Background: Research shows that continuity of midwifery carer in pregnancy improves maternal and neonatal outcomes. This study examines whether midwifery group practice (MGP) care during pregnancy affects infant neurodevelopment at 6-months of age compared to women receiving standard hospital maternity care (SC) in the context of a natural disaster.

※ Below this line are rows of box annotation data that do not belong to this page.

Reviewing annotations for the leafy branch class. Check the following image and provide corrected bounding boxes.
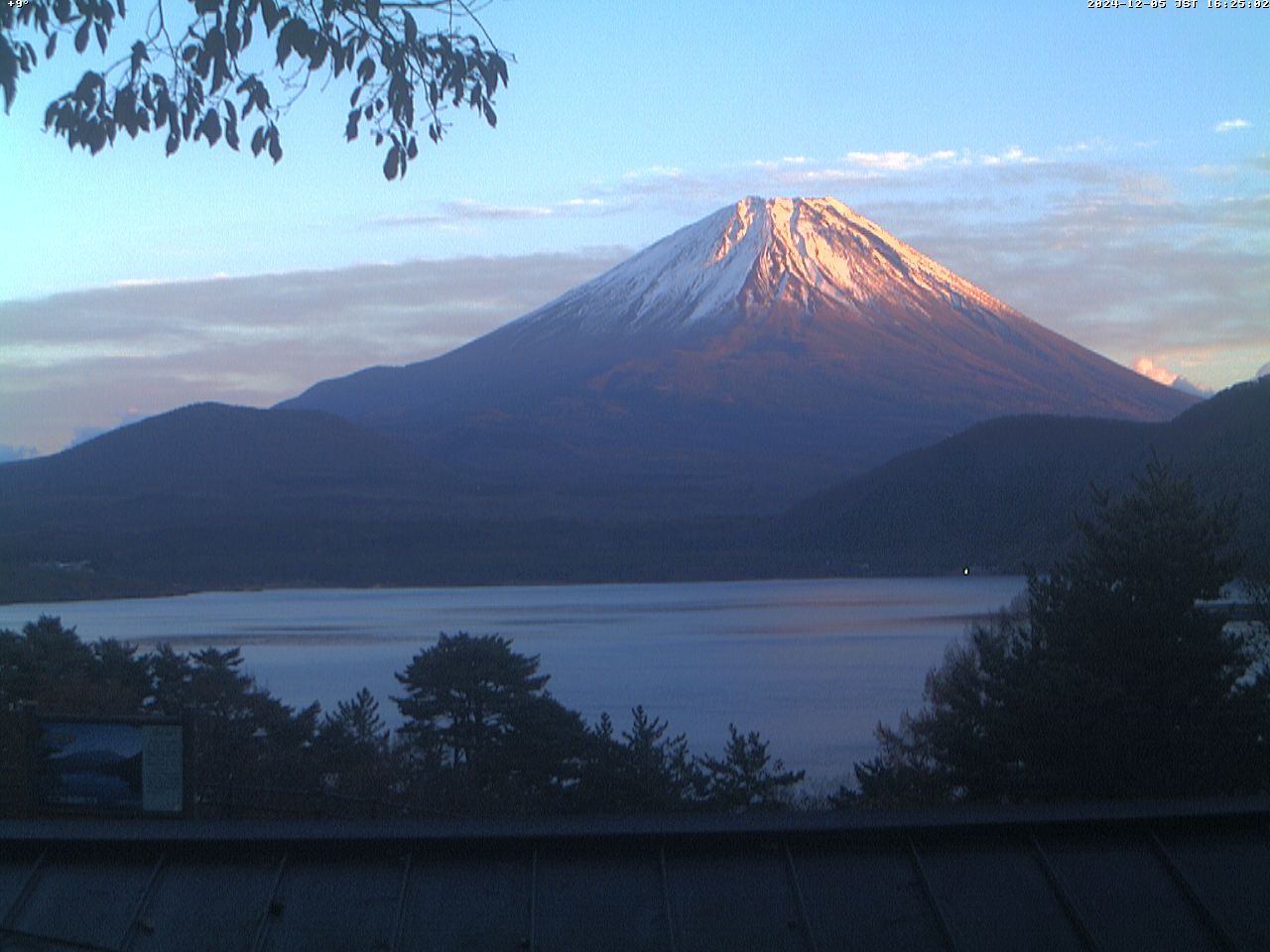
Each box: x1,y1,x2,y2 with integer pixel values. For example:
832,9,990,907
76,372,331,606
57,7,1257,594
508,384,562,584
0,0,509,178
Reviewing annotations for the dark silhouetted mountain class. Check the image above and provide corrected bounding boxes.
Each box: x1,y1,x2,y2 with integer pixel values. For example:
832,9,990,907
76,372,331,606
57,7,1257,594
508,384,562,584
785,378,1270,574
282,198,1194,517
0,198,1223,600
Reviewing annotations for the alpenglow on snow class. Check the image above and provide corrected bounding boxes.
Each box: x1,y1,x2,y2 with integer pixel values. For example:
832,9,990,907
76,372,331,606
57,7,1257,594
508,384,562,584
283,198,1194,514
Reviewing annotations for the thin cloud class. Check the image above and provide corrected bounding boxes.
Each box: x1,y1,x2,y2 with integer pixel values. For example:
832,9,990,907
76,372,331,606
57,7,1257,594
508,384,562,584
0,443,40,463
0,248,629,453
1133,357,1178,387
371,198,606,227
847,149,957,172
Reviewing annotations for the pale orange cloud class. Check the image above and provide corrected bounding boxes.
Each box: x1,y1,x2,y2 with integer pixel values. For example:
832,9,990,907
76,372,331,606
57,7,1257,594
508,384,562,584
1133,357,1178,387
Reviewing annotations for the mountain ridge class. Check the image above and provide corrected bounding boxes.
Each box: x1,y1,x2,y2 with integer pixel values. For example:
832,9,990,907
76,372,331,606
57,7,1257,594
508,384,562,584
278,198,1194,516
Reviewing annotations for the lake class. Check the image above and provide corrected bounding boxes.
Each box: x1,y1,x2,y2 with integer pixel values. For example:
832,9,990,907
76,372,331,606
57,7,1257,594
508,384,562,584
0,576,1025,785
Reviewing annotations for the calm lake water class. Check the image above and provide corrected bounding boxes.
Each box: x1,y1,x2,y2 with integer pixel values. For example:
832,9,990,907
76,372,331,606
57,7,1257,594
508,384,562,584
0,576,1025,784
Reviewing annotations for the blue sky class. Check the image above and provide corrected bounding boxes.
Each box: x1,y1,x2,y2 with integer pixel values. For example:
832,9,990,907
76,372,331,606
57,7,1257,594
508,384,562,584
0,0,1270,456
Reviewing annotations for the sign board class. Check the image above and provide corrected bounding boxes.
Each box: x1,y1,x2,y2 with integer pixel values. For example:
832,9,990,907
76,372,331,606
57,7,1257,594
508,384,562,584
33,715,186,815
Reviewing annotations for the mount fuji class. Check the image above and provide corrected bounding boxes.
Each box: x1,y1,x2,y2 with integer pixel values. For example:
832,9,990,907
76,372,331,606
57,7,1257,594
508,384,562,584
280,198,1195,518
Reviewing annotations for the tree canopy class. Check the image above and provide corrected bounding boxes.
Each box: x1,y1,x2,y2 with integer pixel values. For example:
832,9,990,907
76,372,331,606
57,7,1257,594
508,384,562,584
0,0,508,178
856,461,1270,801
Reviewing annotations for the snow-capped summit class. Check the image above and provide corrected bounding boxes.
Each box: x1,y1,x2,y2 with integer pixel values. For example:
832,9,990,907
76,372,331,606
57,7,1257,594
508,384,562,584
280,198,1194,514
518,196,1012,332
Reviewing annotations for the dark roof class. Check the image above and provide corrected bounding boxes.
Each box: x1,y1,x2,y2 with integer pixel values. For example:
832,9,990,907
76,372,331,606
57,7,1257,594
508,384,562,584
0,798,1270,952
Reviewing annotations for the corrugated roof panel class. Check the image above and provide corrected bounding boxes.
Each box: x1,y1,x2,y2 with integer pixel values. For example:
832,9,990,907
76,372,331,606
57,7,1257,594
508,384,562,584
917,842,1082,952
1038,833,1219,952
1160,829,1270,949
535,848,672,952
398,848,532,952
4,851,159,947
263,856,405,952
791,842,947,952
0,851,40,921
130,856,280,952
666,840,807,952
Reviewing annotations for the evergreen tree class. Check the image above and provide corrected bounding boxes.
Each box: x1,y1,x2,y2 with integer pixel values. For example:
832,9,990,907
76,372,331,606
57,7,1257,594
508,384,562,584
701,724,804,812
856,461,1270,801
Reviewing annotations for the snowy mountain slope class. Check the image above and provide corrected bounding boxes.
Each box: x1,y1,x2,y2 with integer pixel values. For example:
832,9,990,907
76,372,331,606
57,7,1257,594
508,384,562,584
285,198,1194,514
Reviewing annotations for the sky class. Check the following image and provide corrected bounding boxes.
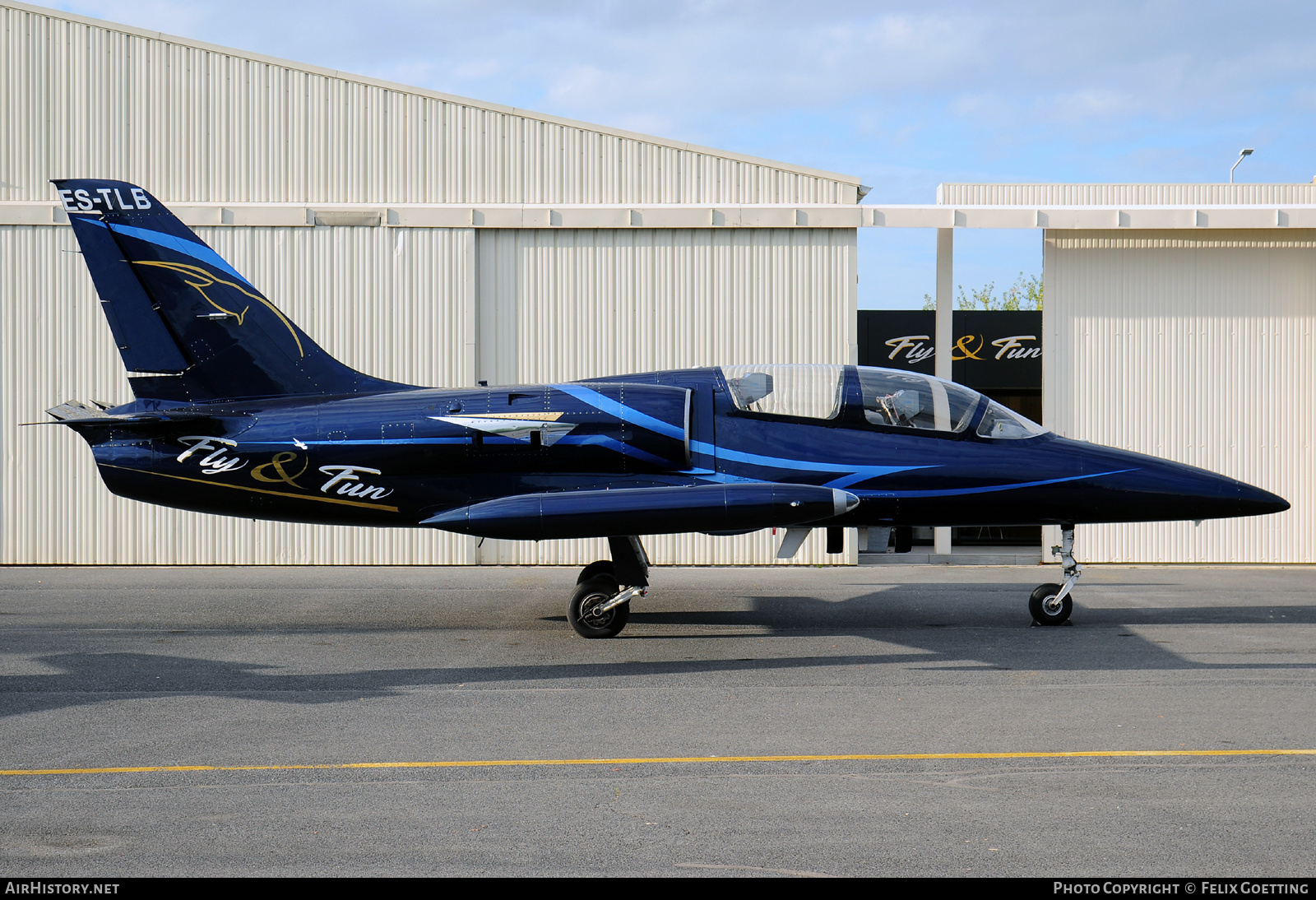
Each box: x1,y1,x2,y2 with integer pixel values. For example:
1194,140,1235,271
51,0,1316,308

Methods: This prospective cohort study included 115 women who were affected by a sudden-onset flood during pregnancy. They received one of two models of maternity care: MGP or SC. The women's flood-related objective stress, subjective reactions, and cognitive appraisal of the disaster were assessed at recruitment into the study. At 6-months postpartum they completed the Ages and Stages Questionnaire (ASQ-3) on their infants' communication, fine and gross motor, problem solving, and personal-social skills.
Results: Greater maternal objective and subjective stress predicted worse infant outcomes. Even when controlling for maternal stress from the flood, infants of mothers who were in the MGP model of maternity care performed better than infants of mothers in SC on two of the five ASQ-3 domains (fine motor and problem solving) at 6-months of age. Furthermore, infants in the SC model were more likely to be identified as at risk for delayed development on these domains than infants in the MGP model of care.
Conclusions: Continuity of midwifery care has positive effects on infant neurodevelopment when mothers experience disaster-related stress in pregnancy, with significantly better outcomes on two developmental domains at 6 months compared to infants whose mothers received standard hospital care.
Keywords: Infant development; Midwifery group practice; Prenatal maternal stress.